SKinley is napping (still! going on over 2 hours) and Richie is absorbed in Nascar aka: napping. My parents left this morning which left us our whole day to catch up. I was so very behind on my Shakespeare class and with only three units left before the final, I HAD to get caught up. And so I did. Good thing we all have boots cause it was getting deep in here! I have never typed so much BS as I did today for that class. I had no clue what I was talking about, but I so made it seem like I did. So we'll see how these grades turn out. I got an A on my midterm and was spewing BS then too....so I think I'm pretty good at it. Not that it's something to be proud of, right?
I got Kinley's invites printed and addressed. We just need to get stamps and send them on their way. There's no turning back now.
We "celebrated" by birthday yesterday. A week early. We had to take Richie's truck to get new tires so we dropped it off and then decided to grab a close lunch rather than venture to this nicer place that I wanted to go. Time was just not on our side and we didn't want to risk being late to the theater. So off to Texas Roadhouse we went. We do love eating there, but it so lacked that special-ness that I craved. Oh well. We each had a beer and felt so rebelious for doing so before noon. Half of the beer in and we were both feeling the slightest buzz. Lightweight.
Can you tell we don't "hang" very often? We quickly realized that we've become "that" couple. The couple that would rather be with the baby at home than out living it up. And on the rare occasion that we are out, living it up, we do nothing but gush about the baby. Yeah. That's us. And we're so proud of it.
On the way to the train station today (to take my parents back) I requested that we change the radio to the 24/7 Christmas channel. Yes, they are already doing it. My husband then declares that "Christmas music puts him in a really bad mood." And there it starts. I kid you not, he ranted about Christmas for about 25 mintues. Solid. I was so badly wanting to kick the back of his seat and scream to shut up....but my parents were in the car. I agree with some of his views, SOME, but not all. This year (and every year here on out) is different. Christmas isn't what it was but what it will be. We have Kinley in our lives and because of her, it's going to be so much more than it ever was in the past. He doesn't agree. He feels that Christmas is all about expectations and disappointments.

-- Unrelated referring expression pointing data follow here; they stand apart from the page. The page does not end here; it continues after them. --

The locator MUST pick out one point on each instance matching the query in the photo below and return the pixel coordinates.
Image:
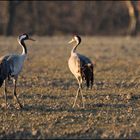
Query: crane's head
(24, 37)
(76, 39)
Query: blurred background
(69, 17)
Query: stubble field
(47, 90)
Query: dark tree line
(65, 17)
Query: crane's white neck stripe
(22, 37)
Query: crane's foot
(18, 106)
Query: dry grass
(47, 89)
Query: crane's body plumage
(81, 67)
(11, 66)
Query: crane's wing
(86, 69)
(4, 69)
(84, 60)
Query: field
(47, 90)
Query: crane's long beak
(71, 41)
(31, 39)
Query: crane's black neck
(75, 47)
(23, 47)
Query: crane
(11, 66)
(81, 67)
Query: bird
(11, 65)
(81, 67)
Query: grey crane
(11, 65)
(81, 67)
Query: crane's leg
(92, 80)
(76, 96)
(80, 87)
(79, 90)
(5, 93)
(14, 92)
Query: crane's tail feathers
(87, 74)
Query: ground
(47, 90)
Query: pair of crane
(11, 66)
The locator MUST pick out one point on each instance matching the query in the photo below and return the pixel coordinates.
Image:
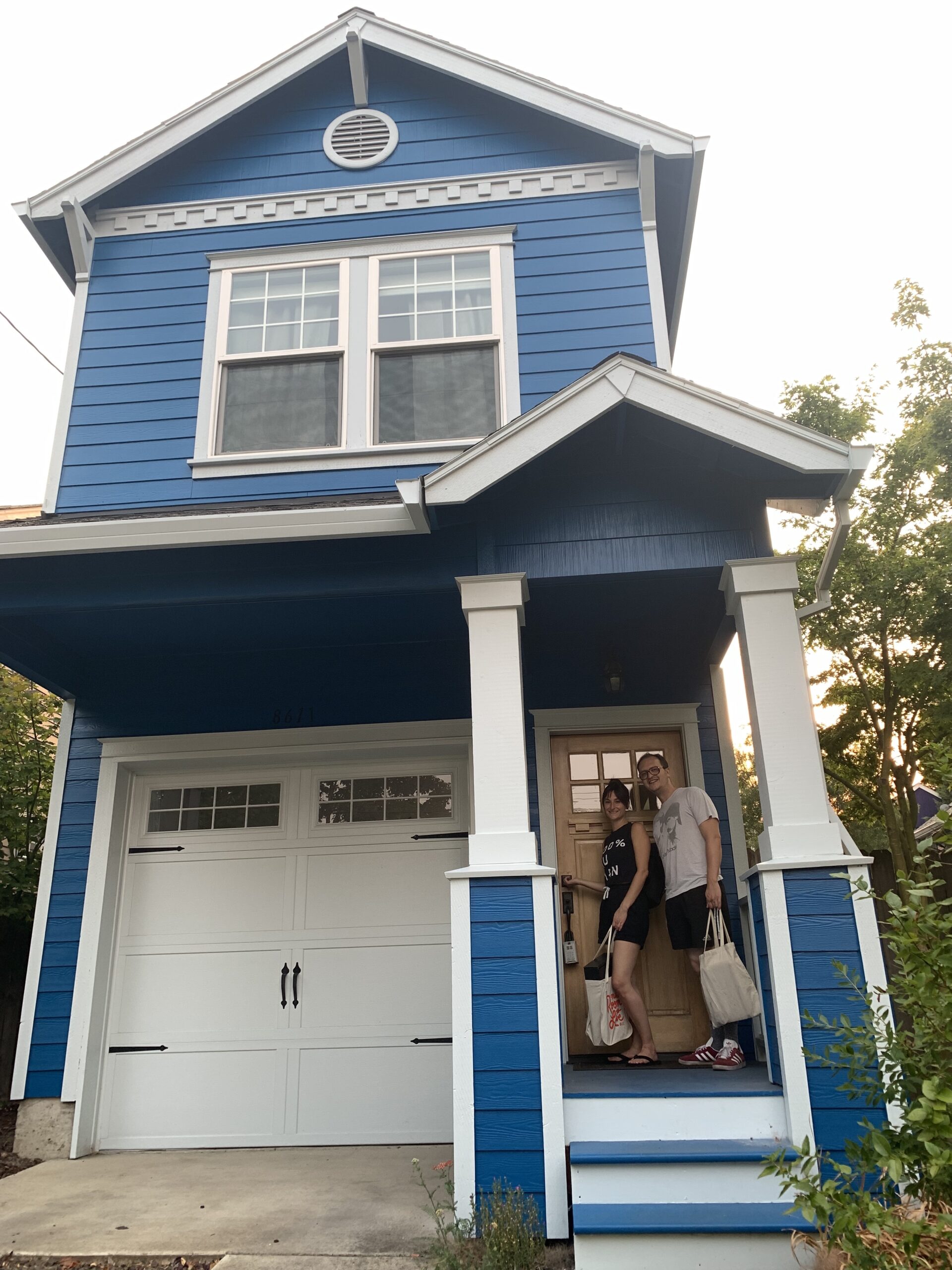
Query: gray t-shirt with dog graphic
(681, 844)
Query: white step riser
(686, 1183)
(673, 1119)
(685, 1253)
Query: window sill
(328, 460)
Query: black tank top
(619, 858)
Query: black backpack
(654, 887)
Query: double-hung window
(281, 380)
(352, 353)
(436, 347)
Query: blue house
(380, 534)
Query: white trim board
(46, 881)
(578, 108)
(214, 529)
(336, 201)
(625, 379)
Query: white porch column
(494, 611)
(760, 595)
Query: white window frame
(359, 262)
(377, 347)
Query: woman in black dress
(625, 859)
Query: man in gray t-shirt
(688, 838)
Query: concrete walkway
(328, 1202)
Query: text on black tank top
(619, 858)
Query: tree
(890, 625)
(28, 724)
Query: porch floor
(606, 1081)
(291, 1201)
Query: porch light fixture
(613, 676)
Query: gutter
(860, 459)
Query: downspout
(860, 457)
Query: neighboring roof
(42, 214)
(625, 379)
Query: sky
(827, 177)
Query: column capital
(757, 577)
(494, 591)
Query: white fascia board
(70, 538)
(624, 379)
(574, 107)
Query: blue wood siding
(446, 128)
(582, 294)
(823, 931)
(757, 912)
(507, 1087)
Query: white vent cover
(361, 139)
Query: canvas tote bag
(607, 1023)
(729, 991)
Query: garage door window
(385, 798)
(215, 807)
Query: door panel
(377, 1094)
(582, 765)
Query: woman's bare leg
(624, 958)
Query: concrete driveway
(294, 1201)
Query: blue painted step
(699, 1151)
(686, 1219)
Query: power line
(30, 342)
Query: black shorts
(687, 917)
(635, 930)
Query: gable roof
(44, 212)
(625, 379)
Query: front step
(673, 1173)
(685, 1236)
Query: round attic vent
(361, 139)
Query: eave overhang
(622, 379)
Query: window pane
(434, 325)
(277, 338)
(285, 282)
(246, 313)
(320, 308)
(617, 766)
(474, 321)
(472, 264)
(433, 395)
(473, 295)
(587, 798)
(164, 801)
(394, 273)
(246, 285)
(245, 339)
(281, 405)
(323, 277)
(583, 767)
(393, 329)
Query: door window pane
(437, 395)
(281, 405)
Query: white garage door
(282, 968)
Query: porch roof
(831, 468)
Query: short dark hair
(621, 793)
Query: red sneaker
(730, 1058)
(702, 1057)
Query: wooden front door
(581, 767)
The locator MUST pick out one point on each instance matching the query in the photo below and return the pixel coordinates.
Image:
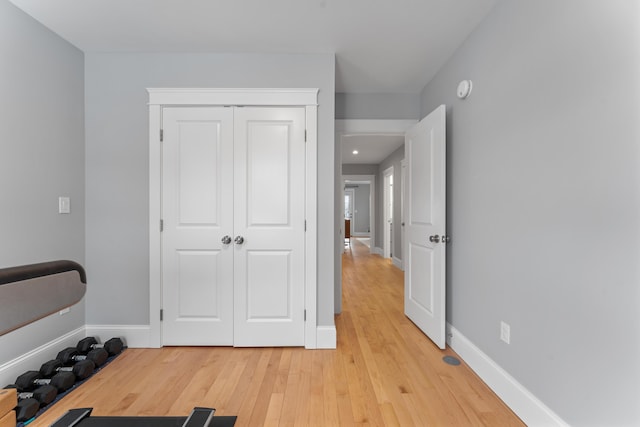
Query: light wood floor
(384, 372)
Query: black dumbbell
(113, 346)
(32, 379)
(81, 370)
(70, 355)
(27, 409)
(30, 403)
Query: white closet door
(197, 212)
(269, 183)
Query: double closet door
(233, 199)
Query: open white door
(425, 226)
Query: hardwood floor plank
(385, 372)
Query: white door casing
(425, 223)
(160, 99)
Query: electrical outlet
(505, 332)
(64, 205)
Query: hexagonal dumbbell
(31, 380)
(30, 402)
(71, 355)
(113, 346)
(81, 370)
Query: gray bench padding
(31, 292)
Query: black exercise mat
(218, 421)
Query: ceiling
(372, 149)
(381, 46)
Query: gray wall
(544, 200)
(361, 212)
(394, 160)
(42, 158)
(118, 164)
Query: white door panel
(197, 268)
(269, 181)
(425, 225)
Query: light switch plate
(64, 205)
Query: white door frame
(352, 192)
(363, 179)
(244, 97)
(359, 127)
(403, 177)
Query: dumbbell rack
(64, 393)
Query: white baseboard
(530, 409)
(134, 336)
(397, 262)
(326, 337)
(32, 360)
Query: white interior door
(425, 224)
(387, 249)
(269, 182)
(197, 200)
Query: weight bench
(31, 292)
(199, 417)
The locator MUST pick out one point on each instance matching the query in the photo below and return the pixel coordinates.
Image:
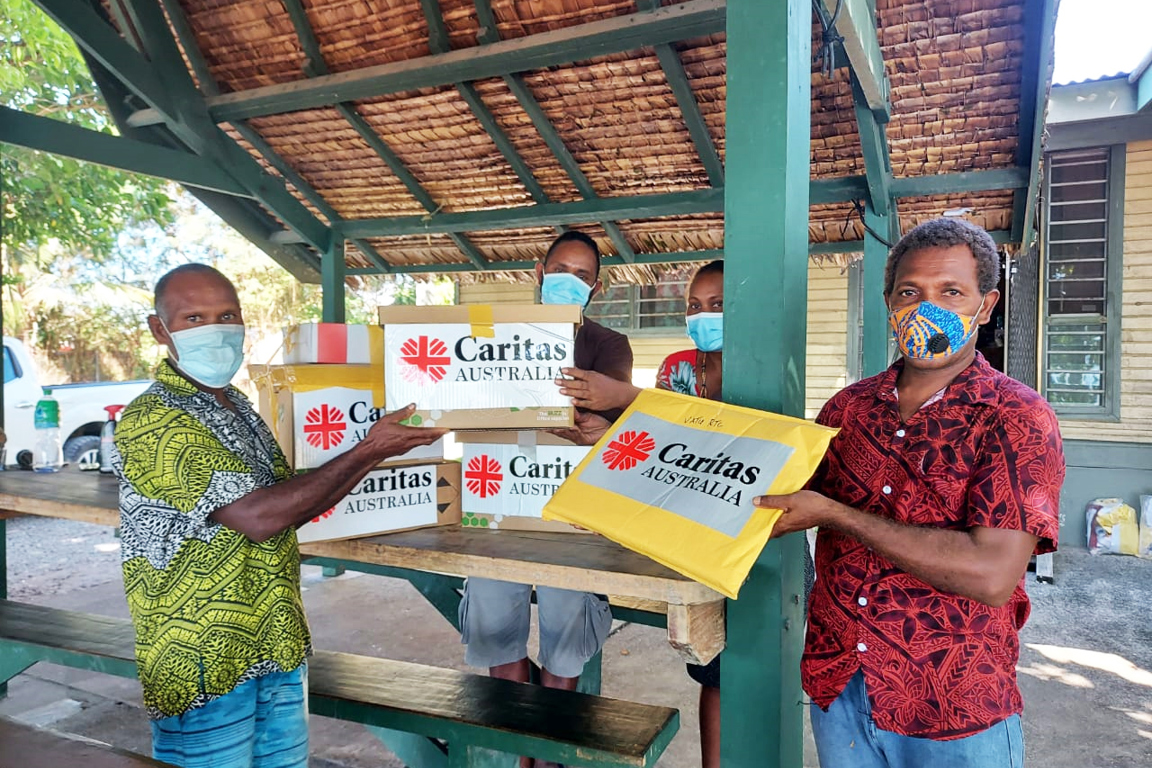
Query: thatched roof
(956, 70)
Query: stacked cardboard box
(318, 411)
(490, 372)
(479, 366)
(508, 477)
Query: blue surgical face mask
(210, 355)
(565, 288)
(706, 331)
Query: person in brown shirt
(494, 616)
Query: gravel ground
(48, 556)
(1085, 663)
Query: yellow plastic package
(675, 477)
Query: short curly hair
(945, 233)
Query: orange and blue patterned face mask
(927, 332)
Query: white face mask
(210, 355)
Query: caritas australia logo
(719, 476)
(484, 476)
(427, 360)
(327, 428)
(424, 360)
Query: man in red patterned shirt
(944, 480)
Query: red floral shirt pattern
(985, 454)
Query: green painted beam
(1036, 81)
(406, 177)
(874, 342)
(411, 749)
(855, 21)
(97, 37)
(967, 181)
(665, 204)
(555, 144)
(310, 194)
(316, 67)
(332, 281)
(523, 266)
(58, 137)
(766, 213)
(639, 206)
(490, 35)
(551, 48)
(874, 150)
(438, 42)
(689, 108)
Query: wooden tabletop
(570, 561)
(23, 746)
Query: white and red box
(479, 366)
(333, 343)
(391, 499)
(318, 412)
(508, 477)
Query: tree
(50, 204)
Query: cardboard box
(509, 476)
(317, 412)
(333, 343)
(479, 366)
(674, 479)
(391, 499)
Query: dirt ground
(1085, 666)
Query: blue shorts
(847, 737)
(263, 723)
(494, 620)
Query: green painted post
(4, 560)
(332, 280)
(766, 199)
(591, 676)
(874, 341)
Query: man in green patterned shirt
(209, 510)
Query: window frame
(1113, 293)
(634, 301)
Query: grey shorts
(494, 618)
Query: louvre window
(1081, 317)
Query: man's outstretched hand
(803, 509)
(586, 431)
(389, 438)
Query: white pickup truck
(81, 405)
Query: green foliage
(46, 198)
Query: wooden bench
(469, 712)
(31, 747)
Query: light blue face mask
(565, 288)
(210, 355)
(706, 331)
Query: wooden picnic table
(23, 746)
(590, 563)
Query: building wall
(827, 335)
(1135, 424)
(827, 332)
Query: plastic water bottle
(107, 436)
(47, 455)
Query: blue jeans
(263, 723)
(847, 737)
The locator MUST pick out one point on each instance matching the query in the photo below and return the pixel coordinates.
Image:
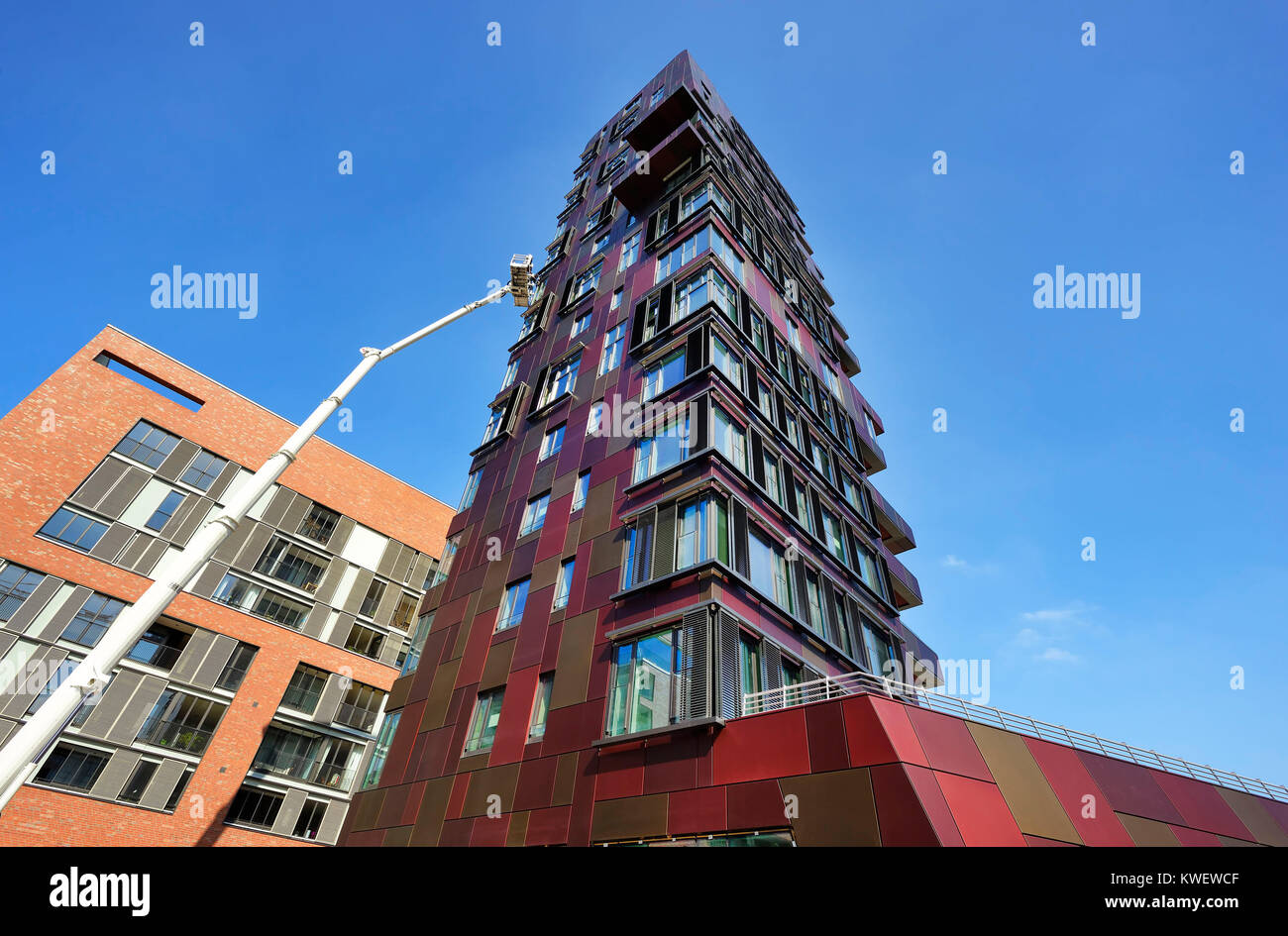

Children have become so full of expectations and then filled with let down. They expect to receive all of these insanely expensive gifts and then after the frenzie of opening everything as fast as they possibly can, they look at you and say "is that all?!" It chaps me, and it chaps him. Understandably so.
Why have so many children (and adults) forgotten about what Christmas is about? And I'm not getting all religious on you....who am I to preach religion? but what I'm saying is that Christmas is NOT about getting your kids as many presents as can fit in your car on five trips to the mall. Christmas is NOT about maxing credit cards so that you prove your love with the best gift to your spouse. To me, Christmas is about giving, sharing and loving. I just don't understand the idea of shop till you drop and knocking yourself out by getting up at 2 a.m. on Black Friday to get a $20 discount on something. Really, it's not worth it. To me.
The whole rant that Richie started on got us all talking about it and Richie and I kind of came to an agreement that Kinley won't be raised with the expectation of 90% of kids out there that think that Christmas is all about "what did you get me?" She will be raised to know that giving is more important than receiving. How many children out there don't get a Christmas at all? How many children out there wish for a wam coat or socks or warm pajamas? I just couldn't sleep at night knowing that I didn't do *something* to help, yet I got up at 2 a.m. to get my child the newest video game.
My mom chimed in that there are students at the Illinois Blind School and the Illinois Deaf School that have wish lists for Christmas as well and most get next to nothing for Christmas. Just breaks my heart.
Santa can't carry that many presents on his sleigh....he can't carry enough for each child to get 10-12 presents. He can only carry enough for each child to get 2-3....so wish wisely. And then we'll teach her that going out to shop for a child less fortunate is so much more fulfilling.
Easy to say....my baby is not yet a year. But it's our plan. Our goal. To raise a respectful daughter. A daughter that appreciates what she is given and won't turn around and say "is that all?"